3.3. Grenzen der Pflicht zur Aufklärung bei leicht behebbaren Mängeln
3.3.2 Keine Verpflichtung zur Überprüfung eingereichter Unterlagen auf Mängel
Dies ist die 9. Ausgabe (2019) dieser Publikation; für die 10. Ausgabe (2022) siehe hier |
Der Fall J 7/97 betraf die Einreichung einer Anmeldung mittels Telefax beim Europäischen Patentamt. Dabei fehlte eine Seite der Beschreibung, während eine andere Seite doppelt übermittelt wurde. Nach Auffassung der Beschwerdekammer könne das Fehlen einer einzelnen Seite in einer umfangreichen Beschreibung, zumindest unter den Gegebenheiten des vorliegenden Falls, nicht als offensichtlicher Mangel im Sinne der Rechtsprechung angesehen werden. Die Anmelder hätten nach Treu und Glauben nicht erwarten können, dass das EPA die Anmeldungsunterlagen derart kurzfristig, d. h. noch am Tag des Eingangs der Unterlagen, auf Vollständigkeit überprüfe. Eine solche Pflicht ergebe sich auch nicht aus dem Beschluss des Präsidenten bezüglich Telefaxübermittlungen (ABl. 1992, 299). Nach Art. 3 (jetzt Art. 6, Beschluss der Präsidentin des EPA vom 12. Juli 2007, ABl. SA 3/2007, 7) des Beschlusses hat die Annahmestelle den Absender unverzüglich zu benachrichtigen, falls die durch Telefax übermittelten Unterlagen "unleserlich oder unvollständig übermittelt worden" sind. Der zweite Fall beziehe sich offensichtlich nicht auf die Vollständigkeit der Unterlagen, sondern auf die Vollständigkeit der Übermittlung.

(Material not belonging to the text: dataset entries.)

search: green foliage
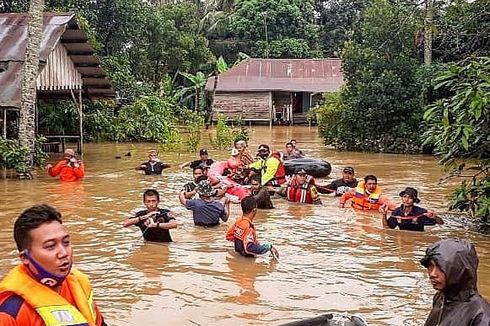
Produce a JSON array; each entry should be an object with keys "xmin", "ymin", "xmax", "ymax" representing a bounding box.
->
[
  {"xmin": 319, "ymin": 0, "xmax": 422, "ymax": 153},
  {"xmin": 424, "ymin": 57, "xmax": 490, "ymax": 222},
  {"xmin": 182, "ymin": 110, "xmax": 204, "ymax": 152},
  {"xmin": 228, "ymin": 0, "xmax": 321, "ymax": 58},
  {"xmin": 115, "ymin": 95, "xmax": 178, "ymax": 144},
  {"xmin": 0, "ymin": 137, "xmax": 48, "ymax": 175}
]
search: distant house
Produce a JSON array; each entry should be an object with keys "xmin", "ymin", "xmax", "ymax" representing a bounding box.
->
[
  {"xmin": 206, "ymin": 58, "xmax": 343, "ymax": 124},
  {"xmin": 0, "ymin": 13, "xmax": 116, "ymax": 149}
]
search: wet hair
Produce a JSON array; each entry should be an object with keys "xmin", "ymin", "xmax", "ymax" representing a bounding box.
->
[
  {"xmin": 14, "ymin": 204, "xmax": 63, "ymax": 251},
  {"xmin": 192, "ymin": 165, "xmax": 204, "ymax": 173},
  {"xmin": 143, "ymin": 189, "xmax": 160, "ymax": 201},
  {"xmin": 250, "ymin": 175, "xmax": 262, "ymax": 185},
  {"xmin": 241, "ymin": 196, "xmax": 257, "ymax": 214},
  {"xmin": 196, "ymin": 175, "xmax": 208, "ymax": 183},
  {"xmin": 364, "ymin": 174, "xmax": 378, "ymax": 183}
]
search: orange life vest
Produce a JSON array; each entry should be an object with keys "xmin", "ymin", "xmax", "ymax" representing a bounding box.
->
[
  {"xmin": 0, "ymin": 265, "xmax": 97, "ymax": 326},
  {"xmin": 286, "ymin": 175, "xmax": 319, "ymax": 204},
  {"xmin": 352, "ymin": 182, "xmax": 383, "ymax": 210}
]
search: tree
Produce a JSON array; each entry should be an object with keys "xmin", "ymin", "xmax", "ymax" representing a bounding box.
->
[
  {"xmin": 225, "ymin": 0, "xmax": 321, "ymax": 58},
  {"xmin": 424, "ymin": 57, "xmax": 490, "ymax": 223},
  {"xmin": 319, "ymin": 0, "xmax": 422, "ymax": 153},
  {"xmin": 19, "ymin": 0, "xmax": 44, "ymax": 174}
]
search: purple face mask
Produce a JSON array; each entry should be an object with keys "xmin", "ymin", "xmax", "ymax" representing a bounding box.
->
[{"xmin": 24, "ymin": 249, "xmax": 71, "ymax": 288}]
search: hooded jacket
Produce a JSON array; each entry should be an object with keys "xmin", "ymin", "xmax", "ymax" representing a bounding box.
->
[{"xmin": 420, "ymin": 239, "xmax": 490, "ymax": 326}]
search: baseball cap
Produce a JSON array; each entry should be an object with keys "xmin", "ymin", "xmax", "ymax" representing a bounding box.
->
[
  {"xmin": 342, "ymin": 166, "xmax": 354, "ymax": 174},
  {"xmin": 296, "ymin": 169, "xmax": 306, "ymax": 174}
]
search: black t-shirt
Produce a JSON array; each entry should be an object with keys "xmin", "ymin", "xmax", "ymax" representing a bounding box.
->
[
  {"xmin": 191, "ymin": 158, "xmax": 214, "ymax": 169},
  {"xmin": 140, "ymin": 162, "xmax": 170, "ymax": 175},
  {"xmin": 135, "ymin": 208, "xmax": 175, "ymax": 242},
  {"xmin": 325, "ymin": 179, "xmax": 357, "ymax": 196}
]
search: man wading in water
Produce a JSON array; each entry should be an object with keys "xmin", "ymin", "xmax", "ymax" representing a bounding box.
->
[
  {"xmin": 123, "ymin": 189, "xmax": 177, "ymax": 242},
  {"xmin": 420, "ymin": 239, "xmax": 490, "ymax": 326}
]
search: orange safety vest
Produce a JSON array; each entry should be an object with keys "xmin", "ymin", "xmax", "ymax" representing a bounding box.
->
[
  {"xmin": 352, "ymin": 182, "xmax": 383, "ymax": 210},
  {"xmin": 286, "ymin": 175, "xmax": 319, "ymax": 204},
  {"xmin": 226, "ymin": 217, "xmax": 257, "ymax": 255},
  {"xmin": 0, "ymin": 265, "xmax": 97, "ymax": 326},
  {"xmin": 271, "ymin": 151, "xmax": 286, "ymax": 185}
]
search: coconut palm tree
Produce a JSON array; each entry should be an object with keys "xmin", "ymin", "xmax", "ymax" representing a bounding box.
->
[{"xmin": 19, "ymin": 0, "xmax": 44, "ymax": 174}]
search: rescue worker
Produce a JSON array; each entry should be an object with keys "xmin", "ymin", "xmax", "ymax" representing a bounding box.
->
[
  {"xmin": 317, "ymin": 166, "xmax": 358, "ymax": 196},
  {"xmin": 136, "ymin": 150, "xmax": 171, "ymax": 175},
  {"xmin": 226, "ymin": 196, "xmax": 279, "ymax": 257},
  {"xmin": 382, "ymin": 187, "xmax": 444, "ymax": 231},
  {"xmin": 339, "ymin": 175, "xmax": 396, "ymax": 211},
  {"xmin": 179, "ymin": 176, "xmax": 230, "ymax": 227},
  {"xmin": 277, "ymin": 169, "xmax": 322, "ymax": 205},
  {"xmin": 250, "ymin": 175, "xmax": 274, "ymax": 209},
  {"xmin": 180, "ymin": 148, "xmax": 214, "ymax": 169},
  {"xmin": 249, "ymin": 144, "xmax": 286, "ymax": 186},
  {"xmin": 46, "ymin": 148, "xmax": 85, "ymax": 181},
  {"xmin": 420, "ymin": 239, "xmax": 490, "ymax": 326},
  {"xmin": 235, "ymin": 140, "xmax": 254, "ymax": 167},
  {"xmin": 123, "ymin": 189, "xmax": 177, "ymax": 242},
  {"xmin": 282, "ymin": 143, "xmax": 303, "ymax": 161},
  {"xmin": 0, "ymin": 205, "xmax": 106, "ymax": 326}
]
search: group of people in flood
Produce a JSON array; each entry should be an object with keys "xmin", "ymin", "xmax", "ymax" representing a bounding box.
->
[{"xmin": 0, "ymin": 141, "xmax": 490, "ymax": 326}]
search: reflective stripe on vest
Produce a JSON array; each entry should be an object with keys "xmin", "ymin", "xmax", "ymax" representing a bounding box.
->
[
  {"xmin": 0, "ymin": 265, "xmax": 96, "ymax": 326},
  {"xmin": 352, "ymin": 182, "xmax": 381, "ymax": 210}
]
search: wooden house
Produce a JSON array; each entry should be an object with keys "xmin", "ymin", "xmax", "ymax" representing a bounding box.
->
[
  {"xmin": 0, "ymin": 13, "xmax": 116, "ymax": 151},
  {"xmin": 206, "ymin": 58, "xmax": 343, "ymax": 125}
]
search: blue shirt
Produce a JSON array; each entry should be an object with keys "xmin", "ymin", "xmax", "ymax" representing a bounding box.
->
[
  {"xmin": 185, "ymin": 199, "xmax": 227, "ymax": 226},
  {"xmin": 387, "ymin": 205, "xmax": 437, "ymax": 231}
]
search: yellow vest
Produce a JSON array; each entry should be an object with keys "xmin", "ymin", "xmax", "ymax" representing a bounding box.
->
[
  {"xmin": 352, "ymin": 182, "xmax": 381, "ymax": 210},
  {"xmin": 0, "ymin": 265, "xmax": 96, "ymax": 326}
]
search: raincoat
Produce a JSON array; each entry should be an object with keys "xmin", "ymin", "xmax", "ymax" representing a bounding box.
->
[{"xmin": 420, "ymin": 239, "xmax": 490, "ymax": 326}]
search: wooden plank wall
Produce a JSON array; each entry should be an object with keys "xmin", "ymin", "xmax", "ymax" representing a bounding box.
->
[
  {"xmin": 37, "ymin": 42, "xmax": 82, "ymax": 90},
  {"xmin": 214, "ymin": 92, "xmax": 271, "ymax": 121}
]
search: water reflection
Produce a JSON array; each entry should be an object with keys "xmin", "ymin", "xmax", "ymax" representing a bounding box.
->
[{"xmin": 0, "ymin": 127, "xmax": 490, "ymax": 326}]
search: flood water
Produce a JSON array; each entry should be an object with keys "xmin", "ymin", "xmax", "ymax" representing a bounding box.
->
[{"xmin": 0, "ymin": 127, "xmax": 490, "ymax": 326}]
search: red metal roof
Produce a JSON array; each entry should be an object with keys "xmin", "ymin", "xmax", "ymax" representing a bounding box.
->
[
  {"xmin": 206, "ymin": 58, "xmax": 343, "ymax": 93},
  {"xmin": 0, "ymin": 13, "xmax": 115, "ymax": 108}
]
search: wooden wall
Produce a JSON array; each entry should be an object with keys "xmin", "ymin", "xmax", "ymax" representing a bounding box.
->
[
  {"xmin": 37, "ymin": 42, "xmax": 82, "ymax": 90},
  {"xmin": 214, "ymin": 92, "xmax": 272, "ymax": 121}
]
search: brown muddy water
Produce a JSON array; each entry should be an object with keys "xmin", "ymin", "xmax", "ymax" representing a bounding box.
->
[{"xmin": 0, "ymin": 127, "xmax": 490, "ymax": 326}]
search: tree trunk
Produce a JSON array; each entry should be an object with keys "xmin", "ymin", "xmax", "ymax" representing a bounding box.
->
[
  {"xmin": 424, "ymin": 0, "xmax": 434, "ymax": 66},
  {"xmin": 19, "ymin": 0, "xmax": 44, "ymax": 172}
]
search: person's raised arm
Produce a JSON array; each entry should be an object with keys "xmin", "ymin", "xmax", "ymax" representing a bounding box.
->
[
  {"xmin": 339, "ymin": 189, "xmax": 356, "ymax": 208},
  {"xmin": 179, "ymin": 191, "xmax": 187, "ymax": 206}
]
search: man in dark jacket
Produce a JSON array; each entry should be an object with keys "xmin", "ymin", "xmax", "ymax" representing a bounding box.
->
[{"xmin": 420, "ymin": 239, "xmax": 490, "ymax": 326}]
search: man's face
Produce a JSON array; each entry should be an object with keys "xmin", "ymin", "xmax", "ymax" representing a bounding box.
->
[
  {"xmin": 143, "ymin": 196, "xmax": 160, "ymax": 212},
  {"xmin": 342, "ymin": 172, "xmax": 354, "ymax": 182},
  {"xmin": 364, "ymin": 180, "xmax": 378, "ymax": 193},
  {"xmin": 250, "ymin": 180, "xmax": 260, "ymax": 191},
  {"xmin": 21, "ymin": 221, "xmax": 73, "ymax": 276},
  {"xmin": 296, "ymin": 174, "xmax": 306, "ymax": 185},
  {"xmin": 192, "ymin": 169, "xmax": 204, "ymax": 182},
  {"xmin": 427, "ymin": 261, "xmax": 447, "ymax": 291},
  {"xmin": 148, "ymin": 153, "xmax": 158, "ymax": 162},
  {"xmin": 402, "ymin": 194, "xmax": 414, "ymax": 206}
]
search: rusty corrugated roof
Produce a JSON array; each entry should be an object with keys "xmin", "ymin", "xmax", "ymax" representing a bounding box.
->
[
  {"xmin": 0, "ymin": 13, "xmax": 116, "ymax": 108},
  {"xmin": 206, "ymin": 58, "xmax": 343, "ymax": 93}
]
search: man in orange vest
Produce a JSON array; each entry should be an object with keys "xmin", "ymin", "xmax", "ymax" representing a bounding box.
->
[
  {"xmin": 0, "ymin": 205, "xmax": 106, "ymax": 326},
  {"xmin": 339, "ymin": 175, "xmax": 396, "ymax": 211},
  {"xmin": 226, "ymin": 196, "xmax": 279, "ymax": 257},
  {"xmin": 46, "ymin": 148, "xmax": 85, "ymax": 181}
]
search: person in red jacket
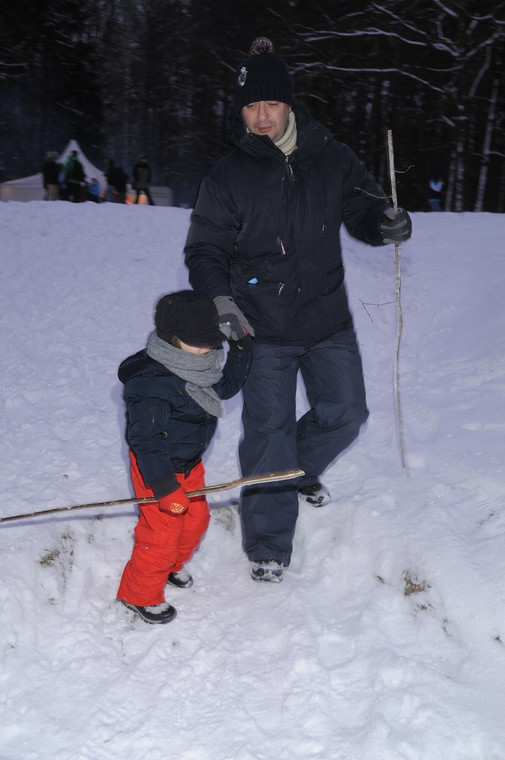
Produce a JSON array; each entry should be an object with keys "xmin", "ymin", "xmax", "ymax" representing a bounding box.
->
[{"xmin": 117, "ymin": 290, "xmax": 252, "ymax": 623}]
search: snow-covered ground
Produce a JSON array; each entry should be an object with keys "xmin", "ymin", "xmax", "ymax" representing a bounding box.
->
[{"xmin": 0, "ymin": 202, "xmax": 505, "ymax": 760}]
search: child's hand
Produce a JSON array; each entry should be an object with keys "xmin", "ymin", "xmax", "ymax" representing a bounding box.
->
[{"xmin": 159, "ymin": 488, "xmax": 189, "ymax": 515}]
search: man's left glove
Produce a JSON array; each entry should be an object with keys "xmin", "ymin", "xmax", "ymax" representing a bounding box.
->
[
  {"xmin": 380, "ymin": 208, "xmax": 412, "ymax": 245},
  {"xmin": 213, "ymin": 296, "xmax": 254, "ymax": 340}
]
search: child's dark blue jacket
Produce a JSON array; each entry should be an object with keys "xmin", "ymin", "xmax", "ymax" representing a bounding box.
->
[{"xmin": 118, "ymin": 343, "xmax": 252, "ymax": 498}]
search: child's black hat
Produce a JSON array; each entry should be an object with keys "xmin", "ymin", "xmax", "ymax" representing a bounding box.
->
[{"xmin": 154, "ymin": 290, "xmax": 226, "ymax": 348}]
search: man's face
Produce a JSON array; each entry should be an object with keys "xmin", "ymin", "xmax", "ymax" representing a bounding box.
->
[{"xmin": 242, "ymin": 100, "xmax": 291, "ymax": 142}]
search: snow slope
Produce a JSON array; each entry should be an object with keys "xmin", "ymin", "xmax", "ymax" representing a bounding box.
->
[{"xmin": 0, "ymin": 202, "xmax": 505, "ymax": 760}]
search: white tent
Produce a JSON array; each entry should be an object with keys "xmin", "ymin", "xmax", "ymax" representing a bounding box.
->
[{"xmin": 0, "ymin": 140, "xmax": 107, "ymax": 201}]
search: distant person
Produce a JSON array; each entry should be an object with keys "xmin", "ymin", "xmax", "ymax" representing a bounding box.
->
[
  {"xmin": 63, "ymin": 150, "xmax": 85, "ymax": 203},
  {"xmin": 132, "ymin": 156, "xmax": 155, "ymax": 206},
  {"xmin": 114, "ymin": 166, "xmax": 128, "ymax": 203},
  {"xmin": 428, "ymin": 177, "xmax": 444, "ymax": 211},
  {"xmin": 42, "ymin": 151, "xmax": 61, "ymax": 201},
  {"xmin": 104, "ymin": 158, "xmax": 117, "ymax": 203},
  {"xmin": 86, "ymin": 177, "xmax": 102, "ymax": 203},
  {"xmin": 117, "ymin": 290, "xmax": 252, "ymax": 623}
]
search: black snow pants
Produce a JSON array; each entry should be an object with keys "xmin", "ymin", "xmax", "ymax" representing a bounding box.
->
[{"xmin": 239, "ymin": 327, "xmax": 368, "ymax": 565}]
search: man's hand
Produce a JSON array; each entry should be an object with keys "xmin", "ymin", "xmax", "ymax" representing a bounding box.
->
[
  {"xmin": 380, "ymin": 208, "xmax": 412, "ymax": 245},
  {"xmin": 158, "ymin": 488, "xmax": 189, "ymax": 516},
  {"xmin": 214, "ymin": 296, "xmax": 254, "ymax": 340}
]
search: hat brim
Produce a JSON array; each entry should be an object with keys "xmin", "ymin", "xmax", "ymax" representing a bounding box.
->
[{"xmin": 177, "ymin": 328, "xmax": 227, "ymax": 348}]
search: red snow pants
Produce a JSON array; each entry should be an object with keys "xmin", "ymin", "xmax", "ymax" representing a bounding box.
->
[{"xmin": 117, "ymin": 451, "xmax": 210, "ymax": 607}]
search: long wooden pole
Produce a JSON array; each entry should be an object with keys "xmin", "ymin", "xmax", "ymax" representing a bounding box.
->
[
  {"xmin": 388, "ymin": 129, "xmax": 407, "ymax": 475},
  {"xmin": 0, "ymin": 470, "xmax": 305, "ymax": 523}
]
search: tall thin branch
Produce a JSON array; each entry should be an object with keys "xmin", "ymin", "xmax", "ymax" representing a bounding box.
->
[{"xmin": 388, "ymin": 129, "xmax": 407, "ymax": 475}]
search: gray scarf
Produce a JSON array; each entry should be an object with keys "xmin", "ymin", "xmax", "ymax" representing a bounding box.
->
[{"xmin": 147, "ymin": 331, "xmax": 224, "ymax": 417}]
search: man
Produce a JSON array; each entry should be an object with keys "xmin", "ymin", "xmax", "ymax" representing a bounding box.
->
[
  {"xmin": 185, "ymin": 38, "xmax": 411, "ymax": 582},
  {"xmin": 132, "ymin": 156, "xmax": 155, "ymax": 206},
  {"xmin": 63, "ymin": 150, "xmax": 85, "ymax": 203}
]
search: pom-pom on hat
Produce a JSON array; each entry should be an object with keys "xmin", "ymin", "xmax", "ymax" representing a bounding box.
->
[
  {"xmin": 235, "ymin": 37, "xmax": 293, "ymax": 109},
  {"xmin": 154, "ymin": 290, "xmax": 226, "ymax": 348}
]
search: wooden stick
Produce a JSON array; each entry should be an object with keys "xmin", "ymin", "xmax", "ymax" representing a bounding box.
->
[
  {"xmin": 0, "ymin": 470, "xmax": 305, "ymax": 523},
  {"xmin": 388, "ymin": 129, "xmax": 407, "ymax": 475}
]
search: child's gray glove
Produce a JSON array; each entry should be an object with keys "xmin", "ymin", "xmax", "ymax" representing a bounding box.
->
[
  {"xmin": 214, "ymin": 296, "xmax": 254, "ymax": 340},
  {"xmin": 380, "ymin": 208, "xmax": 412, "ymax": 245}
]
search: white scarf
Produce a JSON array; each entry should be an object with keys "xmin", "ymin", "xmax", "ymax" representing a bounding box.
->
[{"xmin": 274, "ymin": 111, "xmax": 298, "ymax": 156}]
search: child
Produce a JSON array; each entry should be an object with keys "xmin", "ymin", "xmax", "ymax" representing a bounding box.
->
[{"xmin": 117, "ymin": 290, "xmax": 252, "ymax": 623}]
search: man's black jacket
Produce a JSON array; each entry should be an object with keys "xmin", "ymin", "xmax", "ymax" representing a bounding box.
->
[{"xmin": 185, "ymin": 104, "xmax": 389, "ymax": 347}]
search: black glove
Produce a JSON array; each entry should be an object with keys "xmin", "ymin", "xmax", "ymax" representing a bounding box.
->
[
  {"xmin": 228, "ymin": 335, "xmax": 252, "ymax": 351},
  {"xmin": 214, "ymin": 296, "xmax": 254, "ymax": 340},
  {"xmin": 380, "ymin": 208, "xmax": 412, "ymax": 245}
]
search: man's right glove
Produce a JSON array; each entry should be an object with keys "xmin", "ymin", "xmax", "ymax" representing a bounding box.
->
[
  {"xmin": 214, "ymin": 296, "xmax": 254, "ymax": 340},
  {"xmin": 380, "ymin": 208, "xmax": 412, "ymax": 245}
]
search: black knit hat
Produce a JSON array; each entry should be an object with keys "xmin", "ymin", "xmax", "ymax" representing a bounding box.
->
[
  {"xmin": 154, "ymin": 290, "xmax": 226, "ymax": 348},
  {"xmin": 234, "ymin": 37, "xmax": 293, "ymax": 110}
]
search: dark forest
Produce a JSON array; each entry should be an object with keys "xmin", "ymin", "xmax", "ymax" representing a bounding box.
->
[{"xmin": 0, "ymin": 0, "xmax": 505, "ymax": 213}]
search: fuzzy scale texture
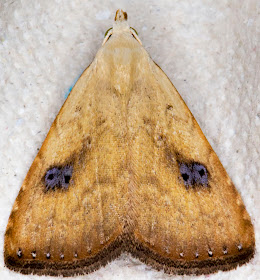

In T 585/08 befand die Kammer, dass der Mangel im Antrag auf Wiedereinsetzung in den vorigen Stand (unzureichende Begründung und Glaubhaftmachung der Tatsachen, R. 136 (2) EPÜ) nicht ohne Weiteres zu erkennen gewesen war. Zum einen seien mehrere Schreiben eingereicht worden, und zum anderen wäre der Mangel nur bei aufmerksamer Prüfung dieser Schreiben aufgefallen. Aus dem Grundsatz von Treu und Glauben ergebe sich für das EPA keine Verpflichtung, mehrere Schreiben in der Akte zu prüfen, um festzustellen, ob die Begründung und der Sachverhalt zu einem Antrag auf Wiedereinsetzung fehlten. Die Kammer grenzte den Fall von T 14/89 (ABl. 1990, 432) ab, in dem die unzureichende Substantiierung des Wiedereinsetzungsantrags offensichtlich gewesen war.